Mother’s Day

Mother’s day is just around the corner, but my only reminder is the little circle on my calendar that notifies me of all U.S. holidays. That, and the countless podcasts and interviews and notifications I am receiving quite ironically from my grief social media account.

Do you ever see all of these advertisements for the next workshop to help you through your mother’s day grief and think, yes, but. . .now what? I’ve done the workshops, I’ve done the therapy, I’ve heard the podcasts. They’re all amazing and valuable (shoutout to my very own Mending Word workshops because duh!) but even I have to take a breather sometimes and think, I’m over it. I’m over the constant reminders of mother’s day grief and having to grieve. I’m even, dare I say it, okay? Definitely not in that full sense of the word, as my most recent google search for therapists would prove. I’'ll never be that “okay” that once was before all this grief, but we already established that, right?

I guess the thoughts I am trying to convey here is that I didn’t really notice nor care about Mother’s Day this year. Yeah, my mom is dead, and yeah, it freaking sucks. But there’s a lot going on right now that is kind of taking center stage, and I don’t know if this will make me a horrible griever (it won’t) but I don’t feel threatened by Mother’s Day anymore.

Did I think about my mom the entire drive home from work yesterday as I usually do? Yes. Did I cry? No, that would’ve resulted in a pretty bad accident. Did I just sit there and acknowledge the pang of grief, how it felt in those moments of missing her so much and how desperate I was to call her? Of course. (Side note, what’s with the driving and general traveling that makes all the grief come rushing back? Anyone else?)

Do I feel particularly sad on this upcoming Sunday that I won’t get to celebrate with her? Not really.

Maybe it’s the five years and the distance from the loss. Or maybe it’s the heartache that I have almost every weekend and holiday that I don’t get to go home to her. But some of these nationally recognized holidays like mother’s day just doesn’t really do it for me anymore.

Anyways, this was all to say that I’m learning, as always, the way I grieve my parents is constantly evolving. Some days hurt more than others and for some reason, every year those days change.

There really is no right or wrong way to grieve. If you’re also feeling similarly to me, I want to let you know that you’re not alone. It’s totally normal if you haven’t cried or even thought about your dead parent in the past year and it’s also totally normal if you do every day.
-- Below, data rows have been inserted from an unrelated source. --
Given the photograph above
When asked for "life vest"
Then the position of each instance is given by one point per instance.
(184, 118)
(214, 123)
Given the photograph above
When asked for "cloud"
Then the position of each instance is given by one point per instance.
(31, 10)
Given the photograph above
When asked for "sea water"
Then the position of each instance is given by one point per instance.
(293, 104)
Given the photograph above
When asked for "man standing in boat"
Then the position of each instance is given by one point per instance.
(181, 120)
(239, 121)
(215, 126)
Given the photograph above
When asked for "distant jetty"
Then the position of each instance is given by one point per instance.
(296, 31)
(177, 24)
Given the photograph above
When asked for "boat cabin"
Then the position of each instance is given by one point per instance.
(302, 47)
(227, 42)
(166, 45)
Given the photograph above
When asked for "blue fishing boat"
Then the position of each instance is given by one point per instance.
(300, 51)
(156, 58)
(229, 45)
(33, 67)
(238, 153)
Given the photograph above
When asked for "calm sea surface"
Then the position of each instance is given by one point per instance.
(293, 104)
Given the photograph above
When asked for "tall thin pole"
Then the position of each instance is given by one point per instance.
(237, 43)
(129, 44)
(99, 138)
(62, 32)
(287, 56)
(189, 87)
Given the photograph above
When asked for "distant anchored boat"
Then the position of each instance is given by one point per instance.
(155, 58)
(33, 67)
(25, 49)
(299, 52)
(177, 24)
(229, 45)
And it’s totally normal if you frankly just don’t care about this upcoming Sunday but it’s also totally normal if you want to swallow yourself up whole and cry in your bed all day. It’s totally normal because I feel all these things too, so we’re not that different in our grief, you and I. And I guess that’s the point of this whole article anyway. That, and because I haven’t written in what feels like a very long time, and for some reason I just felt like I had to get this off my chest.

I love you mom, and I wish we could just hang out this weekend and watch your favorite movies together. But this Sunday I will probably be distracted training my little puppy and getting groceries and preparing for the week ahead. So I’m sorry if I don’t remember that Sunday is meant to be a day where I should be sad that I don’t have you anymore. But I think we’re pretty confident in how much I miss you and yearn for you basically every other day, right? So it’s fine that Sunday will just be a day and I won’t feel any different.

Although it’s currently Wednesday afternoon as I write this and we still have a few days away for my grief to fluctuate so who knows ey?